Inference-Path Optimization via Circuit Duplication in Frozen Visual Transformers for Marine Species Classification

arXiv cs.CV / 4/7/2026

📰 NewsSignals & Early TrendsIdeas & Deep AnalysisModels & Research

Key Points

  • The paper explores improving label-efficient marine species classification that uses frozen embeddings from self-supervised vision foundation models (e.g., DINOv3) without any fine-tuning or weight changes.
  • It applies “Circuit Duplication,” an inference-time technique from LLMs, duplicating a chosen range of transformer layers during the forward pass to strengthen representations.
  • On the class-imbalanced AQUA20 benchmark, both global and class-specific circuit selection outperform the standard single-pass frozen forward, with class-specific selection performing best.
  • With the highest label budget, class-specific selection achieves macro F1=0.875, nearly matching the fully supervised ConvNeXt benchmark (0.889) and nearly closing the gap without gradient-based training.
  • The results indicate strong class-dependent gains (about 75% of classes benefit from class-specific circuits), and the work claims the first application of Circuit Duplication to computer vision.

Abstract

Automated underwater species classification is constrained by annotation cost and environmental variation that limits the transferability of fully supervised models. Recent work has shown that frozen embeddings from self-supervised vision foundation models already provide a strong label-efficient baseline for marine image classification. Here we investigate whether this frozen-embedding regime can be improved at inference time, without fine-tuning or changing model weights.
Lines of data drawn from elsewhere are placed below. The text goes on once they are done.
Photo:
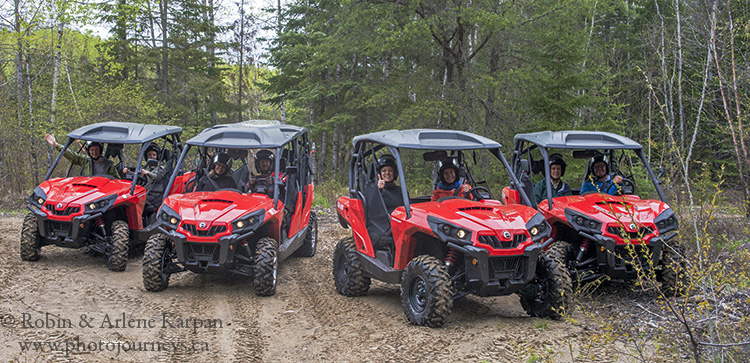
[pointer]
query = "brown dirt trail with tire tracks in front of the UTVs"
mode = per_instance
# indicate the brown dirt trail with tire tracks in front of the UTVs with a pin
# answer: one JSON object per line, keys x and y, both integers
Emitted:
{"x": 69, "y": 298}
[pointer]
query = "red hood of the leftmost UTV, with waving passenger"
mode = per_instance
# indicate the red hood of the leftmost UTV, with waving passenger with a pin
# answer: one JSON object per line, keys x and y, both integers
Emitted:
{"x": 79, "y": 191}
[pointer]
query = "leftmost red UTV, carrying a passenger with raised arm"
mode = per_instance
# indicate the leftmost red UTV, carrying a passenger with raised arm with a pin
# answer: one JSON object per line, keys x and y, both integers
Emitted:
{"x": 106, "y": 214}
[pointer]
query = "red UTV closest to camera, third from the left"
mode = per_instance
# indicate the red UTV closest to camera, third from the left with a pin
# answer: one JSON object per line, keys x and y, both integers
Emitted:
{"x": 446, "y": 249}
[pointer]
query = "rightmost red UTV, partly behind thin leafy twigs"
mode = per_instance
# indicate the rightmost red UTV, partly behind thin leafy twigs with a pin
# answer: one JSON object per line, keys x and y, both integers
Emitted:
{"x": 601, "y": 234}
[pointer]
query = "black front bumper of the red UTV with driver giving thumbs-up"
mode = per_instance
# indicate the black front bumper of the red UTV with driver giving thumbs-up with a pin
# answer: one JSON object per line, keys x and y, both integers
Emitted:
{"x": 498, "y": 275}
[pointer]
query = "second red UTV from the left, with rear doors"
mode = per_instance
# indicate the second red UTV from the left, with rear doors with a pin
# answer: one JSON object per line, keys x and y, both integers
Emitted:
{"x": 247, "y": 228}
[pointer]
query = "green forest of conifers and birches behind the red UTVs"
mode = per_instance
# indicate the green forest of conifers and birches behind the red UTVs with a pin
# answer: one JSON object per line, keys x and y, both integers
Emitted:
{"x": 671, "y": 74}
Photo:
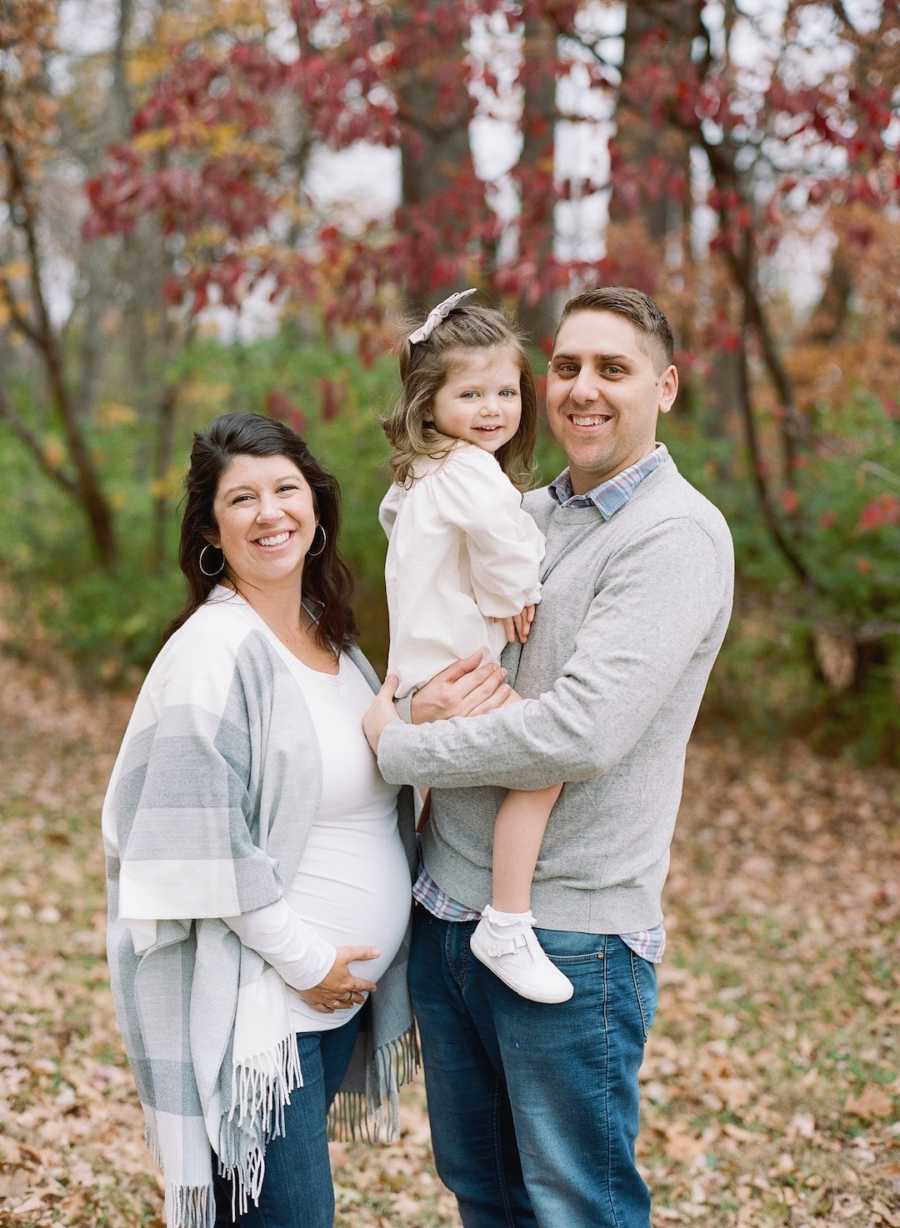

We apply Circuit Duplication, an inference-time method originally proposed for Large Language Models, in which a selected range of transformer layers is traversed twice during the forward pass. We evaluate on the class-imbalanced AQUA20 benchmark using frozen DINOv3 embeddings under two settings: global circuit selection, where a single duplicated circuit is chosen for the full dataset, and class-specific circuit selection, where each species may receive a different optimal circuit. Both settings use simple semi-supervised downstream classifiers. Circuit Duplication consistently improves over the standard frozen forward pass. At the maximum label budget, class-specific selection reaches a macro F1 of 0.875, closing the gap to the fully supervised ConvNeXt benchmark (0.889) to 1.4 points without any gradient-based training. Four species exceed their fully supervised reference, with octopus improving by +12.1 F1 points. Across all budgets, roughly 75% of classes prefer a class-specific circuit, indicating a genuinely class-dependent benefit. To our knowledge, this is the first application of Circuit Duplication to computer vision.